Actually, I forgot to turn mine off after we had dinner, and the leftovers cooked another 7 hours. The barbecue sauce turned from red to brown, and the potatoes were brown. The chicken was very soft, and some of the bones were soft enough to chew the ends off -- but it was still good.


RECIPES: SOAP

Most Feingold members can use plain Ivory soap without any trouble. While there are other natural soaps without preservative or fragrance available, many are expensive. If you want to make your own soap (which may save you as much as the price of the Feingold Program over the period of a year) or if you just want a fun project, you will find some soap recipes at http://www.homeschoolzone.com/pp/crafts/soap.htm

Of course, not every recipe on this page is acceptable on the Feingold Program, but if you are familiar with our guidelines, you should have no trouble. You will not, for example, color your soap with melted crayons, right? Anyway, basic plain soap is white and smells quite nice all by itself.

Here are a few pointers from my personal experience, and one very important correction to the Craft Library page (in case they have not made the correction by the time this reaches you)

[] I used to get beef fat free from my local butcher. I did not "render" the fat like they say .... I just boiled it cut up in water until I got tired of it. I strained it and then let it cool in the fridge. When cool, the fat floats on top, nice and solid. When you take it off, scrape off any gunk from the under-side.

[] In the safety section, Sheri Patterson writes that the water must be added TO the lye -- this is a big error. Don't do this!!! If you do, it will BOIL OVER !!!

[] Read your can of lye, and you will see that you must add the lye TO the water already in the bowl. Keep it at arm's length, and do wear eye protection (any glasses should do OK) and have a window open.

[] When stirring the soap mixture with a wooden spoon, you will know it is done when the spoon stands up in the bowl when you let go. It really does do this. Do not use your very favorite fancy wooden spoon because the lye will eat it a little, and after a few uses it may look pretty ratty. Use a plain (cheap) uncoated wooden spoon.
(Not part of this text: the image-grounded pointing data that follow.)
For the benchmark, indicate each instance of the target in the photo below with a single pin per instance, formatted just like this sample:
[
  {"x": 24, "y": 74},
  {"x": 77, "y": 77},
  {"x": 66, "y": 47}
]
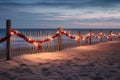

[] If you don't have soap molds around, any flat plastic or oven-safe glass container with sides will do. Don't forget to grease your mold(s). You can use a glass casserole dish, and cut the bars with a knife when they are "set up" enough to cut but not too hard ... that may not take long. The ones cut from the sides will just have a peculiar shape. Pay attention to the thickness of your soap bars, which will depend on how high you fill your mold, of course.

[] I never covered my new soap with plastic wrap, as recommended here, and it was fine. I suppose you run the risk of having a bug land and die in your soap.

[] When the soap bars are hard enough to take out of the mold(s) (a spatula may help you get it out of a casserole dish) you can let them dry by stacking them loosely like several rows of bricks spaced so the air can circulate around each one.

[] If you touch the soap (you will be unable to resist) it will not hurt you, but don't use it yet or touch it to any skin scratches because it still has some active lye in it.

[] Once lye&fat soap is good and hard and "aged" a few weeks, it is surprisingly nice to use. My mother (82) discovered that she no longer needed any face cream after using it.